Very early in this wonderful film we see the extraordinarily talented young hero Partho Gupte in prayer with his screen-father, played by the redoubtable Makarand Deshpande.
Immediately, you sense you are in the midst of an exceptionally serene, nurturing and rewarding work of art.
Hawaa Hawaai never lets you down. Sure it has its conclaves of concession to populism, like a sports coach on a wheelchair (very chic) who seems to have watched too many Hollywood films. But you welcome these very endearing attempts to communicate the film’s theme on the right to dream in a language that’s accessible to a mass audience.
This is a film that must be seen by every person, young or old, who has ever dreamt.
Deeply inspirational it picks an easygoing, jaunty, light and supple tone of narration so that the audience never feels the weight of the message.
The journey of little Arjun Harishchandra Waghmare, played with effortless candour by Partho, from rural Maharashtra to the heart of Mumbai city, is mapped with astonishing fluidity and conviction.
Writer-director Amole Gupte looks at the life of the fringe people in the city with a huge amount of compassion. Here is an artiste who happens to be a filmmaker. He is not the least fearful of stepping into the streets of the uncaring city looking for empathy and compassion in the unlikeliest of places.
And finding it.
You may feel that little Arjun encounters too many thoughtful people in a city notorious for its brutal insensitivity. But that’s Amole Gupte for you. Whether it was the hunger for food in Stanley Ka Dabba or the yearning to achieve one’s dreams in this film, the child at the centre of the plot is constantly being given a chance to find his identity amidst the turmoil, chaos and bustle of Mumbai.
Arjun’s dreams are visualised not as a fairytale, but an obtainable reality.
The narration glides forward in the same streamlined movements as little Arjun’s big dreams on the roller skates. The director allows the dream to grow of its own volition until Partho’s yearnings acquire wings and soar to a splendid culmination, when the director intercuts scenes from the boy’s past with the present race on roller skates.
No matter how you look at it, life is tough. But finally beautiful.
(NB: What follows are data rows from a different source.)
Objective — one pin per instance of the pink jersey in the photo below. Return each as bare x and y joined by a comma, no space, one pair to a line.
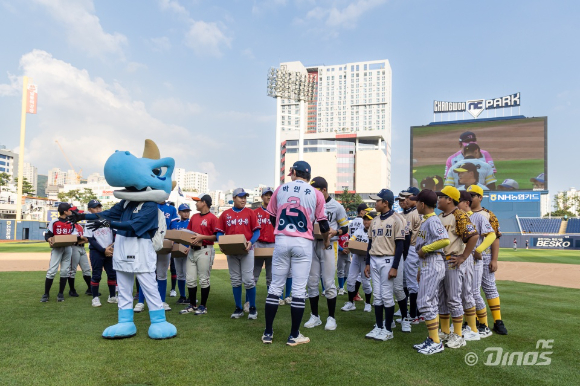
458,157
296,206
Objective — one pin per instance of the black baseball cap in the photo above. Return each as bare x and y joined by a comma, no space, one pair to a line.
64,206
319,183
301,166
426,196
464,196
385,195
468,136
362,206
94,204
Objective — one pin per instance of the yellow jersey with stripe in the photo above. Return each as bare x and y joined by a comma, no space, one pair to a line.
459,228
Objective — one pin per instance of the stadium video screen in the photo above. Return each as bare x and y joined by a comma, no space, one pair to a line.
497,155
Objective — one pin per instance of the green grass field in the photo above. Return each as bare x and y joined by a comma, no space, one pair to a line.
60,343
520,170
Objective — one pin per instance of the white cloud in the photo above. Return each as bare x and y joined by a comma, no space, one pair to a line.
174,107
92,118
134,66
83,27
160,44
206,39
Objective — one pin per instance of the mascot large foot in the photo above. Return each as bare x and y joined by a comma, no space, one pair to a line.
160,328
124,329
While the sequences showing Arjun’s growing bond with the wheelchair-bound Lucky Sir, adequately played by Saqib Saleem, are very cinematic, it’s in the boy’s relationship with his parents and grandmother and with his four street-smart friends that we witness the full force of Gupte’s virtuosity.
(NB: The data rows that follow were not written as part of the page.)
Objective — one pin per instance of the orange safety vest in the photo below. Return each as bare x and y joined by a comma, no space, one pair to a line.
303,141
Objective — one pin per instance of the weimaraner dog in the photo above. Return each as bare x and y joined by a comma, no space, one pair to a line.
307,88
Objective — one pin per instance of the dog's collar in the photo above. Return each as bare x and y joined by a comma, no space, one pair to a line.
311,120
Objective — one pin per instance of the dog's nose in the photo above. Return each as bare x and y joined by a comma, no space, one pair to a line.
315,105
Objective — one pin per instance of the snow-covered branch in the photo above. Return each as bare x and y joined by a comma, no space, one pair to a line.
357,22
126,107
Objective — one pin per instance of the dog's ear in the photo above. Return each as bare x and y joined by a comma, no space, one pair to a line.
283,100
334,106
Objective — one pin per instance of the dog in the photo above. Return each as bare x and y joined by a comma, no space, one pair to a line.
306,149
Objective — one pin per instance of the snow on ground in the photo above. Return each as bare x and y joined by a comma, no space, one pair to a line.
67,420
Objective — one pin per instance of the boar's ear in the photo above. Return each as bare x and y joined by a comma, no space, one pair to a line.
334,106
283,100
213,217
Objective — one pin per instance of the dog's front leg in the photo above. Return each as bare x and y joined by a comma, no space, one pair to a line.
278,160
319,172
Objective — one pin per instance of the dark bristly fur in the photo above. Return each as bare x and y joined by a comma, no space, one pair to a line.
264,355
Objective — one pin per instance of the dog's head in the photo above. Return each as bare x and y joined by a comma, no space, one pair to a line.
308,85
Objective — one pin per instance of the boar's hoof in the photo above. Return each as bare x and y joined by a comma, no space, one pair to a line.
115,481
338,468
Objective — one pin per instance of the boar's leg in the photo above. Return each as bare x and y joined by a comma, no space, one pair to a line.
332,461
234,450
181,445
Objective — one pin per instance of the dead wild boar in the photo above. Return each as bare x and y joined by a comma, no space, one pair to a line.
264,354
Gupte understands the mind of growing children intuitively and naturally. He sneaks into corridors of the impressionable mind with the unquestionable certainty of someone who knows his way around. That he has Partho as his ally in this endeavour to map the innerscape of an innocent heart is just so providential for the film.
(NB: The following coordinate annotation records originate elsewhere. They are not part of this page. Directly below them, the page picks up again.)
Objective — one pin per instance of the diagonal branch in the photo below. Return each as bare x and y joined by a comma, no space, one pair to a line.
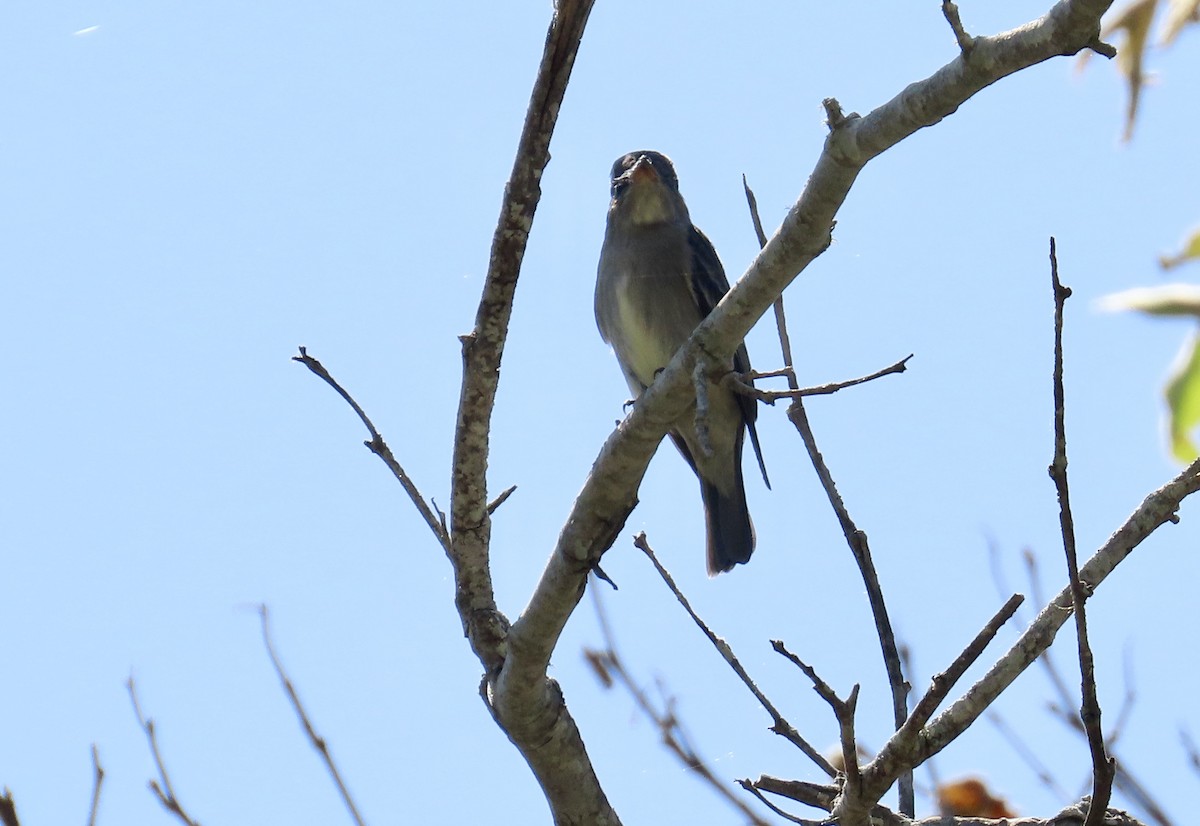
378,447
522,699
609,492
1103,766
903,752
317,741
Partho has already shown us his ability to comprehend the dynamics of childhood in Stanley Ka Dabba. Here he moves with age-defying effortlessness from the ‘dabba’ to the chai-glass. Partho brings an element of deep tragedy to the boy’s life without playing for sympathy. Stripped of cute trappings it’s a phenomenal performance.
And he isn’t alone. The four boys who plays Partho’s pals — Ashfaque Bismillah Khan, Salman Chote Khan, Maaman Memon Aand Thiruptathi Kushnapelli — are equally adept at portraying the premature wisdom of street children.
Another small hero in the film is Hitesh Soni’s background score. Deepa Bhatia edits down the material to a place where we see right into the soul of humanity.
While the scenes of camaraderie among the five boys and between Partho and his screen parents (Makrand, Neha Joshi both brilliant beyond words) puts a clamp around your heart and a lump in your throat, the skating coach’s Hollywoodian swagger and his ‘troubled’ relationship with his NRI brother (Anuj Sachdeva) didn’t quite grip me.
And honestly, the effort to introduce a hint of a romance between the coach and a rich bored girl from south Mumbai was just too strained to be endearing.
But those minor aberrations do not take way from the majesty of the larger picture in this film that dares to dream for the dreamer-hero. You will laugh, weep and cheer for this little Milkha on roller skates.
Hawaa Hawaai is an extraordinary saga of ordinary lives, the kind we often pass by at traffic signals. Gupte penetrates the heart, mind, soul and dreams of those unsung lives. This is the most moving film on street kids since Mira Nair’s Salaam Bombay.
This is a not-to-be-missed life-changing experience.